ManchesterAddio Italia, ma senza rimpianti. Prima tira fuori l'orgoglio («non mi ha cacciato nessuno»), poi quasi chiede comprensione («non sono un bad boy, un cattivo ragazzo, solo un po' particolare»). Per nulla intimorito, disponibile ma con riserva, Mario Balotelli affronta la sua prima conferenza stampa inglese con maggior piglio del suo debutto in nazionale. Dribbla con noncuranza le domande sulla sua cattiva fama che monopolizza l'interessa della stampa inglese, rifiuta l'etichetta del giovane talento costretto ad emigrare all'estero, e alle polemiche con José Mourinho preferisce i ringraziamenti a Roberto Mancini. A tratti sorridente, si esprime in italiano anche se conosce l'inglese. Una precauzione saggia per evitare superflui misunderstanding.
Nell'angusta sala stampa di Carrington, stipata da 13 telecamere e almeno 50 giornalisti, si presenta con la maglia del Manchester City, e due catenine al collo: una con crocifisso, la seconda con la medaglietta regalo dei suoi genitori. L'incisione è una promessa a se stesso: professionalità, impegno, umiltà. «Non sono un cattivo ragazzo, ma particolare, né cattivo né troppo buono. Voglio maturare. Di errori se ne fanno nella vita ma io non sono ancora vecchio».
Vent'anni appena compiuti e una carriera da predestinato.

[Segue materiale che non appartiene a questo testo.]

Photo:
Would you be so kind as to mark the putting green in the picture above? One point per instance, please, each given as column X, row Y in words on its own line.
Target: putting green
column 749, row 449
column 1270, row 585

Che lo ha portato a debuttare in Serie A a 17 anni (con Mancini), e firmare un quinquennale del valore di 17,5 milioni di euro solo tre anni più tardi. «Dopo Inter-Barcellona ho capito che era arrivato il momento di cambiare. C'era troppa attenzione attorno a me. Era sempre più difficile vivere a Milano così ho chiesto di andare via. Con quasi tutti i compagni il rapporto è stato buono fino alla fine, i principali problemi arrivavano dall'esterno». E qui è il suo mentore Mancini ad offrirgli il miglior assist. «Non si vince la Premier con 20 angeli. Tutti a 20 anni sono un po' bad boys, ma poi si cambia e dagli errori si impara. Credo che l'esperienza all'estero lo farà crescere come giocatore e come uomo. Con lui non ho mai avuto problemi». E l'interessato conferma: «Mancini è stato fondamentale per la mia scelta. Senza di lui non sarei qui, mi ha lanciato e dato fiducia. Ora tocca a me ricambiare».
Liquidato Mourinho che lo aveva definito «ingestibile» («Non è il mio allenatore e non parlo di lui»), SuperMario confessa di non nutrire nostalgie per il calcio italiano. «Mi dispiace aver lasciato l'Italia, ma solo per la mia famiglia e i miei amici. Ho scelto io di venire qui. Diverse squadre mi volevano, in Italia e all'estero. Ma non sono stato costretto ad andare via. Anche se è vero che in Italia per i giovani è più difficile trovare spazio nelle squadre di prima fascia». Anche all'Inter, nonostante fino all'ultimo Massimo Moratti abbia cercato di trattenerlo. «Non mi sento in colpa con Moratti, è stato un gran presidente e ho sempre avuto con lui un rapporto buonissimo. Mi piacerebbe offrirgli una cena se lo incontrassi».
Non capiterà presto, perché i prossimi giorni saranno alquanto frenetici. Sbrigate le ultime pratiche burocratiche, il debutto potrebbe avvenire già domani sera contro i rumeni del Timisoara, preliminare di Europa League. Mancini lo ha già incluso nella lista Uefa ma potrebbe anche rimandare l'esordio a lunedì sera, quando il City ospiterà il Liverpool. «Mario è uno dei migliori giovani al mondo con ancora ampi margini di miglioramento - l'investitura del Mancio -.